I will not be explaining which models we created for this use case example, and how it works in detail to avoid duplication, however the outcome is perhaps reminiscent of building the first blocks for a Skynet like entity to prosper. Coupled with enough knowledge, results are beyond 'uncanny', they are to the untrained eye and ear, as real as the air they breathe.

Our 'engine' is primarily focused on learning from user behavior and adjusting code in real time to provide the most user intuitive experience to increase not only the experience but also help those that use our services to increase their overall conversion rate. Something that can only be achieved through exemplary understanding of behavior and psychology, to achieve that perfect Net Promoter score - what makes your customers add a certain product to their basket? What are your customers most interested in? Coupled with myriads of other data sets, and we have a successful model that can learn, adapt, change and improve, not only a users deployed shop instance but also itself. I provided a laymen explanation of how it all works in my previous entries which you can find here and here.

Now what happens when use learnings from the same model in expressionist mediums, that are based solely on feeling, emotion and experience rather than cold sets of data?

Look at the below painting:

And now take a gander at another one below:

One can be forgiven for mistaking the above two 'paintings' for the work of Van Gogh and Pablo Picasso.

Both pieces were done by our AI engine, in less than five seconds with no other prompt besides inputting the artists name. Using imagery data and collections of existing works from both artists, coupled with reinforcement to rank the most successful outputs by members of our team it took just over a day to clone the artistic prowess of both artists to output completely original art work.

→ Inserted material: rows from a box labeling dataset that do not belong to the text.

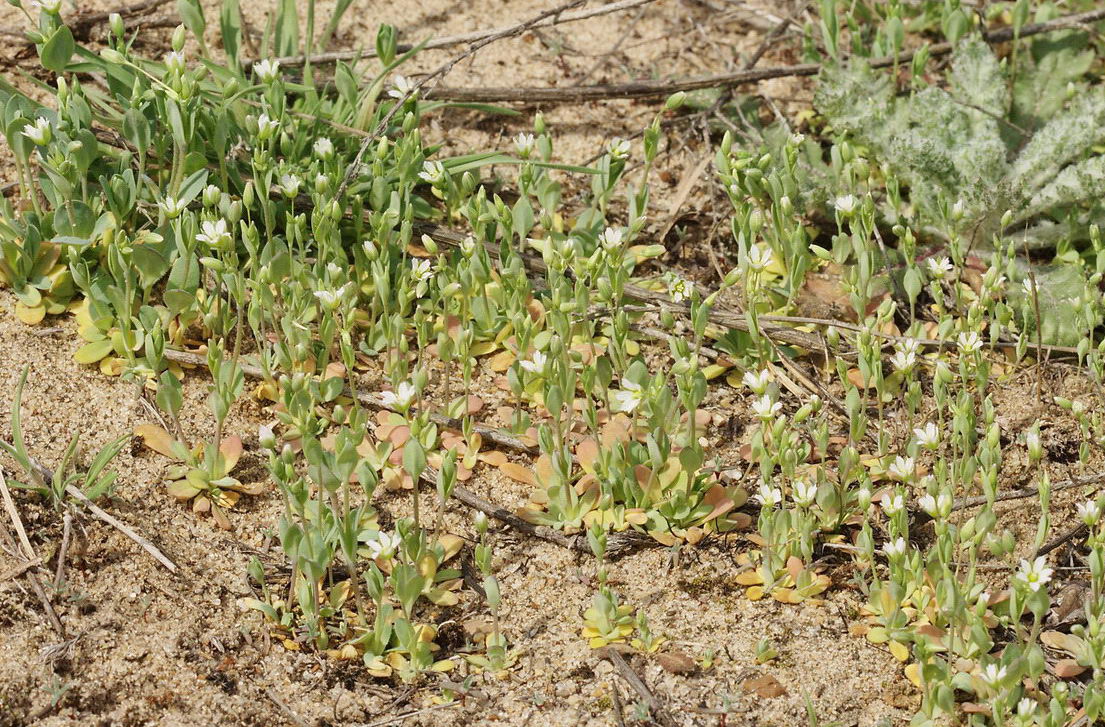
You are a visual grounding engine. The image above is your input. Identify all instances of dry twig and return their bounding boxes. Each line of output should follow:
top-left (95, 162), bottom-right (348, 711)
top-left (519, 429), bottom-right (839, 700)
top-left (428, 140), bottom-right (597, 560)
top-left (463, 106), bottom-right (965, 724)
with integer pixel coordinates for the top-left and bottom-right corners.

Now lets take another famous artist, have you ever wondered how Rembrandt may paint a popular character, such as Batman for example? Now you can find out.

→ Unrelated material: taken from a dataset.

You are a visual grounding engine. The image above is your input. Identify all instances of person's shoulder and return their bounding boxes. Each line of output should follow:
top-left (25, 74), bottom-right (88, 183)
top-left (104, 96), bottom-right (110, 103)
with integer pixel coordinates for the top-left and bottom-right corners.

Famous for his attention to detail and dedication and timeless artworks, this one was generated in just under ten seconds.

It is very novel, however those that work in the field will soon start to realize that Murphy's Law is being enacted before our very own eyes. What starts as a novel concept for good, can quickly turn bad.

Art is a beautiful expression of one self, the environment, experience and so forth, but what about voice? It is after all something spy movies taught us to be 'hard to crack'. Not anymore.

As fun and novel as services such as 'FakeYou' and 'UberDuck' are, they have their limits and can be easily deduced to be computer synthesized. Now, what if an engine powerful enough exists that can replicate a voice to such a degree of certainty that it sounds 99.9% as good as the source material and audio data it was provided? From pitch all the way to the mannerisms of one self?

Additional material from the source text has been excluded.